O setor avalia o impacto econômico e as oportunidades de recuperação das vendas externas, conforme informação divulgada pelo g1

O que diz a autoridade chinesa

A medida foi oficializada pela Administração Geral das Alfândegas e pelo Ministério da Agricultura e dos Assuntos Rurais da China, segundo os documentos que revogam a restrição imposta em 2024.

O texto anula um comunicado anterior, de 2024, que impedia as vendas gaúchas para o país asiático com base nos resultados de uma análise de risco, e devolve à indústria gaúcha a possibilidade de negociar diretamente com compradores chineses.

Reação do setor gaúcho

O presidente da Associação Gaúcha de Avicultura, José Eduardo dos Santos, informou que o setor recebeu a notícia por meio de importadores e exportadores.

Segundo ele, o setor ainda aguarda um comunicado oficial do Ministério da Agricultura e Pecuária (Mapa), para confirmar os trâmites e calendários de retomada das vendas.

Impacto nas exportações do RS

A ausência do mercado chinês impactou o volume de carne de frango exportado pelo estado no ano passado, resultando em uma queda de 1% nas exportações do estado no ano passado.

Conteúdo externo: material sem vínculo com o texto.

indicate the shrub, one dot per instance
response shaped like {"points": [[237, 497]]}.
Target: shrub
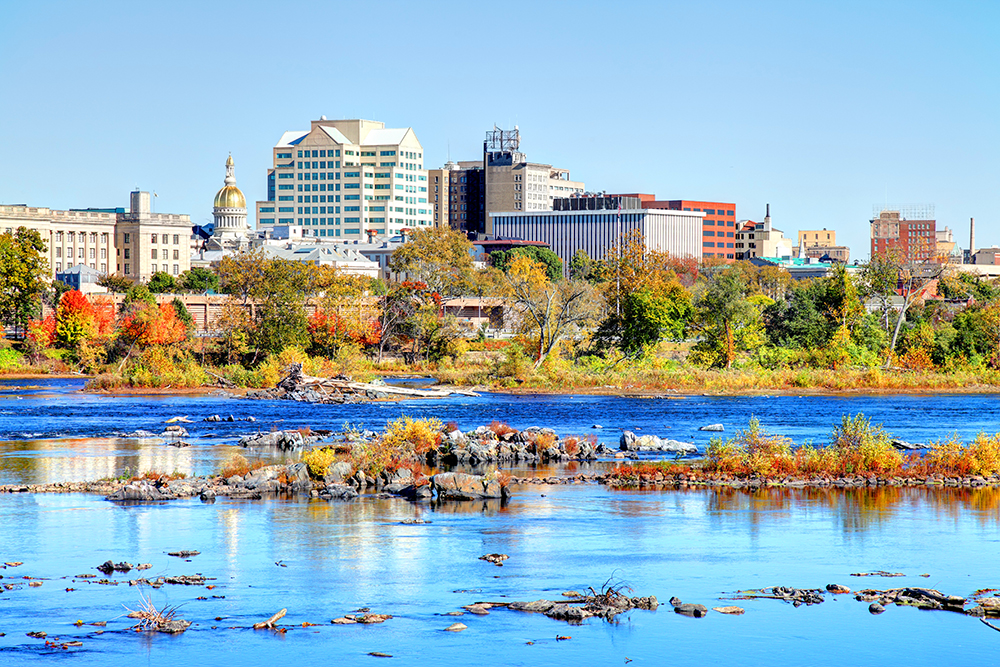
{"points": [[319, 460], [863, 448], [417, 435]]}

Em 2024, a China foi o destino de quase 6% das exportações de frango do RS. A volta às negociações pode representar recuperação de mercados e preços para os produtores gaúchos.

O que vem a seguir

Com a revogação do embargo, importadores e autoridades brasileiras precisam alinhar certificados, inspeções e listas de estabelecimentos autorizados para que os embarques retornem de forma regular.

Produtores e agentes de comércio local acompanham de perto as comunicações oficiais, enquanto analistas do setor avaliam prazos e volumes prováveis de retomada das exportações.